- gRPC service with MusicBrainz provider - PostgreSQL schema with migrations - Service layer with database-first caching - Repository pattern for data access - YAML configuration support - Research documentation for 17 music metadata projects
21 KiB
Harmony - Data Model and Storage Analysis
Storage Philosophy
Harmony employs a cache-first, no-database architecture:
- No traditional database: No PostgreSQL, MySQL, MongoDB, etc.

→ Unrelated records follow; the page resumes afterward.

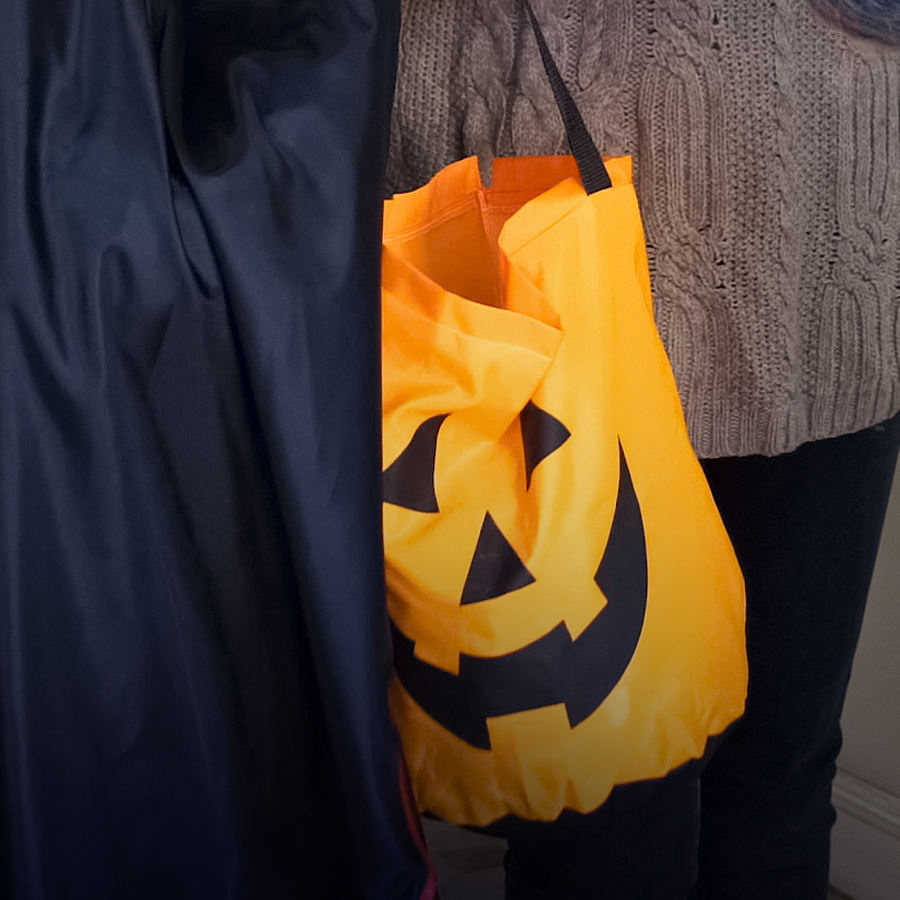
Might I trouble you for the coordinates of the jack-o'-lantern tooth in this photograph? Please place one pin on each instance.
(409, 480)
(496, 568)
(542, 434)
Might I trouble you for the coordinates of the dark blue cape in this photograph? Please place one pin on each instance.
(193, 643)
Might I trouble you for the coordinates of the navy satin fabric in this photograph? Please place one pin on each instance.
(193, 644)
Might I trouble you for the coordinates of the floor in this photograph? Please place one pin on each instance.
(470, 866)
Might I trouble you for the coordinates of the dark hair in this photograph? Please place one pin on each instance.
(875, 19)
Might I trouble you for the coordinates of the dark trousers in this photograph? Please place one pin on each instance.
(756, 825)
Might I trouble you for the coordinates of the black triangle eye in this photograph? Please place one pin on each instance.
(496, 568)
(409, 480)
(541, 435)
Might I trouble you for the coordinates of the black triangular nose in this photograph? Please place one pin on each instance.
(496, 568)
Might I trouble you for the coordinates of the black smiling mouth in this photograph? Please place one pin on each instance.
(554, 668)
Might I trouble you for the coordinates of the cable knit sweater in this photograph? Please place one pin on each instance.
(767, 162)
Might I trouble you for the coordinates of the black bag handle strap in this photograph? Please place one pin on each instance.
(590, 164)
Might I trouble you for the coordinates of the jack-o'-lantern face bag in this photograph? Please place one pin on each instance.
(568, 613)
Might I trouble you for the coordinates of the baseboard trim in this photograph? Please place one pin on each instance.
(865, 846)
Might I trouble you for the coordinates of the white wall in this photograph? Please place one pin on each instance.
(866, 839)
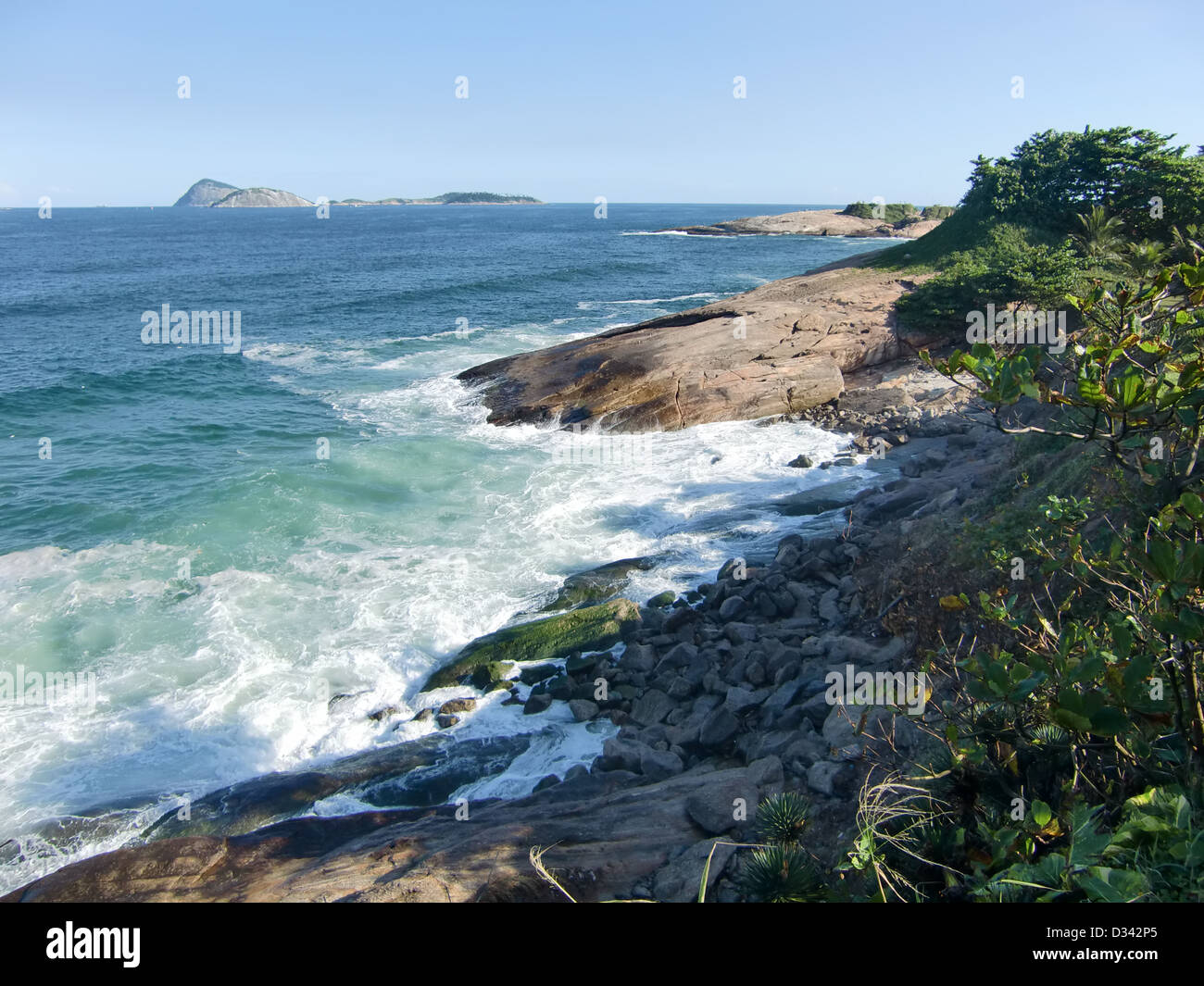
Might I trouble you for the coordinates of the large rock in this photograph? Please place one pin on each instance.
(727, 801)
(595, 628)
(811, 221)
(603, 844)
(779, 348)
(205, 193)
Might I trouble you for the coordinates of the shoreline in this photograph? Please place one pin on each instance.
(714, 696)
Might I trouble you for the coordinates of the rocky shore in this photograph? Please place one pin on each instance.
(818, 221)
(709, 701)
(782, 348)
(714, 698)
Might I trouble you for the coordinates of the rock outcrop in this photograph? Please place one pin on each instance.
(818, 221)
(205, 193)
(261, 197)
(209, 194)
(781, 348)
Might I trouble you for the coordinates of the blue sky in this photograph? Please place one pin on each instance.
(566, 100)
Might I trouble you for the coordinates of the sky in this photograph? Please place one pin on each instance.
(567, 101)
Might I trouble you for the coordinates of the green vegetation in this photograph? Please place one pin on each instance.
(594, 628)
(460, 197)
(1067, 758)
(1063, 208)
(889, 212)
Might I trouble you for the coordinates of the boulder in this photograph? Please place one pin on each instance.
(595, 628)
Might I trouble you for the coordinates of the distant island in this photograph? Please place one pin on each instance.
(209, 194)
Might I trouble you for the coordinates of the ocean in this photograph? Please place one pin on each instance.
(221, 541)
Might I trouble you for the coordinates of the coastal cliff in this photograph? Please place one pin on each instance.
(819, 221)
(778, 349)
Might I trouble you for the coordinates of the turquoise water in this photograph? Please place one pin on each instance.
(185, 544)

- No persistent user data: No accounts, no saved searches, no user-generated content
- Cache as storage: HTTP response caching via
snap_storagelibrary - In-memory processing: All data transformations happen in memory
- Stateless design: Each request is independent
This approach prioritizes:
- Simplicity: No database migrations, no schema evolution
- Reproducibility: Permalink system enables exact result replay
- API compliance: Caching reduces provider API calls
- Deployment ease: No database server required
Persistence Layer: snap_storage
Overview
snap_storage is a Deno library for HTTP response caching with SQLite backend.
Repository: https://github.com/kellnerd/snap-storage (same author as Harmony)

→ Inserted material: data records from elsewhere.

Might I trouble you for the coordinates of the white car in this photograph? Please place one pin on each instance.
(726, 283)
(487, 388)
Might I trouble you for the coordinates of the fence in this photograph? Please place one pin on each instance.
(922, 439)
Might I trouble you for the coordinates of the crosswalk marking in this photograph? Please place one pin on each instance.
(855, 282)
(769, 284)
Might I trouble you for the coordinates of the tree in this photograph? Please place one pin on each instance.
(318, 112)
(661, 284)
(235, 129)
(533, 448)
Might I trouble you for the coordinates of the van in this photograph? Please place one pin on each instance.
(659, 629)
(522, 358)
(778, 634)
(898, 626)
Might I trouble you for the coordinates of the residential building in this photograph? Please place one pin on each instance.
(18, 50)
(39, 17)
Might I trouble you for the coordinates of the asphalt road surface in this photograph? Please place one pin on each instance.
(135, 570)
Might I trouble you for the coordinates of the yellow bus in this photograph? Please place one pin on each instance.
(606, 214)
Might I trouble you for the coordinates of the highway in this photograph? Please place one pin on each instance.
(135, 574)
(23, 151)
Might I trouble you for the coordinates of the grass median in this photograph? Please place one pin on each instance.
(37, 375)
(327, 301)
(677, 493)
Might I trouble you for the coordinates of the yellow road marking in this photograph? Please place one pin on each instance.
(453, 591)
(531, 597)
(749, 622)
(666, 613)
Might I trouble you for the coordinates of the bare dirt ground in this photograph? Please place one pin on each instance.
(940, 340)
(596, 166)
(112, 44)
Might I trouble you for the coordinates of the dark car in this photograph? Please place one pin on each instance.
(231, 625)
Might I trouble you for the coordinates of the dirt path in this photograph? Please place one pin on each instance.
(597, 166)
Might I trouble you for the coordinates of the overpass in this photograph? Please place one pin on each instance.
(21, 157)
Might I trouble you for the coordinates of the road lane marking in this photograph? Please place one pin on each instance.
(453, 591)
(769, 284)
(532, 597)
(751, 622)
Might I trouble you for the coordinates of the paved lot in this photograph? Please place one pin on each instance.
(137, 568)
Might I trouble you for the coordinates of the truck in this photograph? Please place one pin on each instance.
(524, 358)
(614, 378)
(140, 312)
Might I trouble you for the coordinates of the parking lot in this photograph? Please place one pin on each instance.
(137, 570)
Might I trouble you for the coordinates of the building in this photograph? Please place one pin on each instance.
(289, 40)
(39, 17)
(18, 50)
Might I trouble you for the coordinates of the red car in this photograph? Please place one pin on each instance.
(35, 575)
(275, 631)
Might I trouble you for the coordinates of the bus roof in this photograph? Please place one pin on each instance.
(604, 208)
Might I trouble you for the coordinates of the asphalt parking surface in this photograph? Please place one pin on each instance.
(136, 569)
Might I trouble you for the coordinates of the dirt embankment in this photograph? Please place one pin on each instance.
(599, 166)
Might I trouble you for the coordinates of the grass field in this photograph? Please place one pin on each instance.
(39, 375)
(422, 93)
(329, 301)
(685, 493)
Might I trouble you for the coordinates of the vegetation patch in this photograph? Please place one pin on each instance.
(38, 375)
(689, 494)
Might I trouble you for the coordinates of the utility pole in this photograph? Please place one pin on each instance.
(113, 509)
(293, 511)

Purpose: Store HTTP responses with timestamps for later retrieval
Storage Structure
SQLite Database: snaps.db
Location: ${HARMONY_DATA_DIR}/snaps.db (default: ./snaps.db)
Schema (conceptual):
CREATE TABLE snaps (
id INTEGER PRIMARY KEY AUTOINCREMENT,
key TEXT NOT NULL UNIQUE,
url TEXT NOT NULL,
timestamp INTEGER NOT NULL,
status INTEGER NOT NULL,
headers TEXT NOT NULL,
body_path TEXT NOT NULL,
created_at INTEGER NOT NULL
);
CREATE INDEX idx_snaps_key ON snaps(key);
CREATE INDEX idx_snaps_timestamp ON snaps(timestamp);
CREATE INDEX idx_snaps_url ON snaps(url);
Fields:
key: Cache key (hash of URL + parameters)url: Original request URLtimestamp: Unix timestamp of requeststatus: HTTP status codeheaders: JSON-encoded response headersbody_path: Path to response body file insnaps/directorycreated_at: Record creation timestamp
File Directory: snaps/
Location: ${HARMONY_DATA_DIR}/snaps/ (default: ./snaps/)
Structure:
snaps/
├── 0a/
│ ├── 0a1b2c3d4e5f6g7h8i9j.json
│ └── 0a9f8e7d6c5b4a3.json
├── 1b/
│ └── 1b2c3d4e5f6g7h8i9j0a.json
└── ...
File naming: First 2 characters of hash as directory, full hash as filename
File content: Raw HTTP response body (JSON, HTML, XML, etc.)
Cache Operations
Store Response
interface CacheEntry {
url: string;
timestamp: number;
response: Response;
}
async function storeResponse(entry: CacheEntry): Promise<void> {
const key = hashUrl(entry.url);
const bodyPath = `snaps/${key.slice(0, 2)}/${key}.json`;
// Store body to file
await Deno.writeTextFile(bodyPath, await entry.response.text());
// Store metadata to database
await db.execute(`
INSERT INTO snaps (key, url, timestamp, status, headers, body_path, created_at)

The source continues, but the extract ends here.